One hour of brisk walking helps older adults keep their independence
Researchers at Northwestern University are reporting that just an hour of swift walking is enough to prevent disability in older adults with arthritis pain. The same preventive effect was also seen in patients with stiffness or aching in a knee, hip, ankle, or foot.
Study lead author Dorothy Dunlop is a professor of Preventive Medicine at Northwestern’s Feinberg School of Medicine.

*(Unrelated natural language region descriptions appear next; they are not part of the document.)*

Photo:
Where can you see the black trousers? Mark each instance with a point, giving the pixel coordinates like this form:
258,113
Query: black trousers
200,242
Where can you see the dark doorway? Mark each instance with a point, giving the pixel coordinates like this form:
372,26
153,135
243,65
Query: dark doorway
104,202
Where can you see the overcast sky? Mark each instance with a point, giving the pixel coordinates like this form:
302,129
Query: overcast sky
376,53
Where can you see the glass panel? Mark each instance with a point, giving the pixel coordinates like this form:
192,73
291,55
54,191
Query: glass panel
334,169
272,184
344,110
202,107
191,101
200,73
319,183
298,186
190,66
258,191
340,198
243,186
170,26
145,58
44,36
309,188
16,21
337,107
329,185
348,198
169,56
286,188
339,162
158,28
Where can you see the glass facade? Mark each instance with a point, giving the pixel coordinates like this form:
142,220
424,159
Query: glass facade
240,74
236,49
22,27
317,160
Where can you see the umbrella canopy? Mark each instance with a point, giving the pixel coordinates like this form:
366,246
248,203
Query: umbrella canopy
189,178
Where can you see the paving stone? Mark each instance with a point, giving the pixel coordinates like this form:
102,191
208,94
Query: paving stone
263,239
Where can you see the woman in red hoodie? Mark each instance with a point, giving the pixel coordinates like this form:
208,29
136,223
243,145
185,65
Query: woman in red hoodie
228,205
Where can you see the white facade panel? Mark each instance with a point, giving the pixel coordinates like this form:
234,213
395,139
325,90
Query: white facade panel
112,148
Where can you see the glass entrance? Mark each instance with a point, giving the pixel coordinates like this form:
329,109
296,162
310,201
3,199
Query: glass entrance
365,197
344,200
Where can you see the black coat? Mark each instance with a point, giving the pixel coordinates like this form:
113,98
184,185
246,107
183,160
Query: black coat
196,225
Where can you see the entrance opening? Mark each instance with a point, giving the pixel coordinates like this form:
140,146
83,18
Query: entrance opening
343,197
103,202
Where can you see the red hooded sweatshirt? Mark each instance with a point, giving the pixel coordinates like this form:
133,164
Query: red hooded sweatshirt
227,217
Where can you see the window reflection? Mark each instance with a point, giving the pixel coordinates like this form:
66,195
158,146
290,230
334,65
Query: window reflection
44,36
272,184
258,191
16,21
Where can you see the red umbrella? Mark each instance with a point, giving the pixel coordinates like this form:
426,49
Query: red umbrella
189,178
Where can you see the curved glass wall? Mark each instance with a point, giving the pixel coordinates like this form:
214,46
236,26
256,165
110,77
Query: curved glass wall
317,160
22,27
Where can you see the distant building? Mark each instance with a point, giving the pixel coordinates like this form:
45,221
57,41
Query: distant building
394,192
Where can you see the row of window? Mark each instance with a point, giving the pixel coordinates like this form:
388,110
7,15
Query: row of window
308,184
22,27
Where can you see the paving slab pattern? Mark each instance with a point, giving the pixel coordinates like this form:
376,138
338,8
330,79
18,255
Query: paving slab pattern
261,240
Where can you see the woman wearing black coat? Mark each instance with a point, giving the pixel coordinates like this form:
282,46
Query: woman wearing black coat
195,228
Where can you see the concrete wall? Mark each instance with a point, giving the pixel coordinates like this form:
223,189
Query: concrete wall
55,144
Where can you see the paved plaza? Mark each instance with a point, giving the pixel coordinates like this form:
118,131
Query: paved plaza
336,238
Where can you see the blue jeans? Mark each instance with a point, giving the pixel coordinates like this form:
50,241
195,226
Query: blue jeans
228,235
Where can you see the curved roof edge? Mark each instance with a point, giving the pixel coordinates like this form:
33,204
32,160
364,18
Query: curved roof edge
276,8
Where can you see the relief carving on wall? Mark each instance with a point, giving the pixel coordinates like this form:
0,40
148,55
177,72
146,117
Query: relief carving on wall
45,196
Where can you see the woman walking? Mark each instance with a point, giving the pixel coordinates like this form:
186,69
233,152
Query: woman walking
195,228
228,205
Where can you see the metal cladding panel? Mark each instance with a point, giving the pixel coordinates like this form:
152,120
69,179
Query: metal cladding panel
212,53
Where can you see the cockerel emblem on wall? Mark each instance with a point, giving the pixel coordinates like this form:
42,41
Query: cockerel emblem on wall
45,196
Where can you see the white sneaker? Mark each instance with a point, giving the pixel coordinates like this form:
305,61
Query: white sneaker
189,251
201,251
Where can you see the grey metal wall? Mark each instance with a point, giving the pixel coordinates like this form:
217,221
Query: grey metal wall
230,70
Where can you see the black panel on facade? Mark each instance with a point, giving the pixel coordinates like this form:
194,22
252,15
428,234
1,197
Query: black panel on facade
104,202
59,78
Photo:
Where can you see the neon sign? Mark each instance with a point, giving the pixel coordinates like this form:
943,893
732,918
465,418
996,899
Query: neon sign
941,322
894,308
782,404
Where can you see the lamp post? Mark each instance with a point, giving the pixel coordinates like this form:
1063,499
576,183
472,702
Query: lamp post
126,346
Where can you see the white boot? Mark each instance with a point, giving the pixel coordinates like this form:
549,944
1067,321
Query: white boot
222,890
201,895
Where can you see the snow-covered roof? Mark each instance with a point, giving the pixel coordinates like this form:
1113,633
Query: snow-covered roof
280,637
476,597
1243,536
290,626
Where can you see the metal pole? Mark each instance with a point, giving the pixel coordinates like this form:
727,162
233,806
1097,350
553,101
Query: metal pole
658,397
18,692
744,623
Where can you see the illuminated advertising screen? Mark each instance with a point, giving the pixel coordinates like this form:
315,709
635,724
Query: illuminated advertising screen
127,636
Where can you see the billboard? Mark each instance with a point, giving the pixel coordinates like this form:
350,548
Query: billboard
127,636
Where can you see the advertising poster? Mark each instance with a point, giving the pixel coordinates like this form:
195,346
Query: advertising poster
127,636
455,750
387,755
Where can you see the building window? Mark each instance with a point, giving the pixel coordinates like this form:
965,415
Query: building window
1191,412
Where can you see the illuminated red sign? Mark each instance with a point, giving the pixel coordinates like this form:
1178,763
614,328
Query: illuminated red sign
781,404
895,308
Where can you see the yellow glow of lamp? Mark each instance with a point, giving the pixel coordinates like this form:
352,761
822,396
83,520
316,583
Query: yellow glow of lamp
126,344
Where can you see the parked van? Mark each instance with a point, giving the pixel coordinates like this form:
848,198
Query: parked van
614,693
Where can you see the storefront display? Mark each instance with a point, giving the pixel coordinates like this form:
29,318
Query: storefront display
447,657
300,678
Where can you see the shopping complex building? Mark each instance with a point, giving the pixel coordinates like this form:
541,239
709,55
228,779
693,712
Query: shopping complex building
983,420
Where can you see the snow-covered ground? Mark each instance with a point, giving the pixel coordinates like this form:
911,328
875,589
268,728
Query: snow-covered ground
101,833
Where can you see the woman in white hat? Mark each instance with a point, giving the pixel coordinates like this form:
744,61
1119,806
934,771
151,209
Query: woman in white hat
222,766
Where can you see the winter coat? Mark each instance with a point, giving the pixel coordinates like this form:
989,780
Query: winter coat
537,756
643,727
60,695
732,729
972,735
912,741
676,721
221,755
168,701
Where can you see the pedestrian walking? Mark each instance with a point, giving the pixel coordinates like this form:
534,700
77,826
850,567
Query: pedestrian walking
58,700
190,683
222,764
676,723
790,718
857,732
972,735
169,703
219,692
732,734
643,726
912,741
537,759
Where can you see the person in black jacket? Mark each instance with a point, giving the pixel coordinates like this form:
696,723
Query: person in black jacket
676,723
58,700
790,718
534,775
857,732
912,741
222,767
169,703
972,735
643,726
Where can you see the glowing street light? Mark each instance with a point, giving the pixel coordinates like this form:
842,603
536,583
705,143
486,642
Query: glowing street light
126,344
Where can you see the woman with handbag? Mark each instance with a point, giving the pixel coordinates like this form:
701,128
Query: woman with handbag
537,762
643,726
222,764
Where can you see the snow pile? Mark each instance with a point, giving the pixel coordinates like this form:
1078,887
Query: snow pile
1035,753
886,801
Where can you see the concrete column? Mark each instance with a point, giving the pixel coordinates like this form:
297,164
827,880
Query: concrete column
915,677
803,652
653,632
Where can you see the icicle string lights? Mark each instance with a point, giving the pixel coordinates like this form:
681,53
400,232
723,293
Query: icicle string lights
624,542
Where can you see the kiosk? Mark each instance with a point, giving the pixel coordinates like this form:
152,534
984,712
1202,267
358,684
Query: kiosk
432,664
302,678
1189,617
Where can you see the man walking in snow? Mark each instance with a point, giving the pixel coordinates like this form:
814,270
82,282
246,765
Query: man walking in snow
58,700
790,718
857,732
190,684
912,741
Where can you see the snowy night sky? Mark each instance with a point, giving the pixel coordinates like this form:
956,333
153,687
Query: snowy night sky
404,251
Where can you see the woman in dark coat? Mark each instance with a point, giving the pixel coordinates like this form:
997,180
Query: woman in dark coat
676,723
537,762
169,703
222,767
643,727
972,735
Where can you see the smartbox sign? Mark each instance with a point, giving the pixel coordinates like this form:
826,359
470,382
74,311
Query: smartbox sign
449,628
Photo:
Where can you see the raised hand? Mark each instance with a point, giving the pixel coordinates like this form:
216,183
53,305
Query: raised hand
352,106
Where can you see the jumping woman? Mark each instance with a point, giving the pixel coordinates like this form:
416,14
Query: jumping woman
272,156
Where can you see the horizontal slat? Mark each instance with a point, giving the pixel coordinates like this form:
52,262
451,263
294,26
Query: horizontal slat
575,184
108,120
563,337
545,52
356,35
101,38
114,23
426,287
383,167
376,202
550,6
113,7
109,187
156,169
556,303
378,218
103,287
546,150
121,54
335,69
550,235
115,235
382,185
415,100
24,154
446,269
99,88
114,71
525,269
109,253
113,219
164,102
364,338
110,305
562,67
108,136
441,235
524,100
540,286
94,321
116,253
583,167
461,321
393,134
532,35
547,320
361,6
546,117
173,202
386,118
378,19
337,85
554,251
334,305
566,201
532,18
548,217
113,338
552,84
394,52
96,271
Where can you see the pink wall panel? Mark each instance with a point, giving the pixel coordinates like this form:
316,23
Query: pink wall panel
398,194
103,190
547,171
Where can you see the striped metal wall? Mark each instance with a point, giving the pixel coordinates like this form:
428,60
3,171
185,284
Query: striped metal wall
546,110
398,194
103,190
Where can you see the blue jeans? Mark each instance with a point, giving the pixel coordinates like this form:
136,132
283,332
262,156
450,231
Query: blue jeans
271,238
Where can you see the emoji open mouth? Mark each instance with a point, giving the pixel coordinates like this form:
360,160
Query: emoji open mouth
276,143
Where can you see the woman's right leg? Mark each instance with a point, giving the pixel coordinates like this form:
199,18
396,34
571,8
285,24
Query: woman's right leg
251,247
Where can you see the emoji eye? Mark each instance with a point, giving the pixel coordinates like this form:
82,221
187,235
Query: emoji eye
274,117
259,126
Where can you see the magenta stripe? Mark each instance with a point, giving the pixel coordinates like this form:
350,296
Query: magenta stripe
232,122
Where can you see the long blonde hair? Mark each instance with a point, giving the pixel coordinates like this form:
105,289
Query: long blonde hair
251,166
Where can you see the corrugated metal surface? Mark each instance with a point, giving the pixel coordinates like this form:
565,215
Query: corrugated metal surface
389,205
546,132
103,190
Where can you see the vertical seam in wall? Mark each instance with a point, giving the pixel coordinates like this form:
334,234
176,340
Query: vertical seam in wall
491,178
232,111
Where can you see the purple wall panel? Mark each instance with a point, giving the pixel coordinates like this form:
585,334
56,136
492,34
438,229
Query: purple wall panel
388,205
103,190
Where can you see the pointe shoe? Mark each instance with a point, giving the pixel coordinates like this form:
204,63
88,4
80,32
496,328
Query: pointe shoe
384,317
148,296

“This is less than 10 minutes a day for people to maintain their independence. It’s very doable,” said Professor Dunlop. “This minimum threshold may motivate inactive older adults to begin their path toward a physically active lifestyle with the wide range of health benefits promoted by physical activity.”
Symptomatic knee osteoarthritis is the most common type of osteoarthritis, and the condition affects about 14 million older adults in the United States alone. Overall, 40 percent of people with osteoarthritis develop some form of physical impairment that limits their activity.
The researchers found that one hour of moderate-to-vigorous physical activity per week helped older adults maintain their ability to perform daily tasks such as getting dressed. This level of exercise reduced the risk of daily living disability by 45 percent and mobility disability by 85 percent.
The investigation was focused on four years of data from more than 1,500 adults in the national Osteoarthritis Initiative. When the study began, the participants all had pain, aching, or stiffness in lower extremity joints, but were not experiencing disability. Accelerometers were used to measure physical activity among the adults during the study period.
“Our goal was to see what kind of activity would help people remain free of disability,” explained Professor Dunlop.
Federal guidelines recommend that older adults participate in at least 2.5 hours a week of moderate-intensity activity for a reduced risk of heart disease and many other chronic diseases. However, Professor Dunlop said this level of activity can be daunting for inactive older adults with lower extremity pain.
“We hope this new public health finding will motivate an intermediate physical activity goal,” said Professor Dunlop. “One hour a week is a stepping stone for people who are currently inactive. People can start to work toward that.”
The study is published in the American Journal of Preventive Medicine.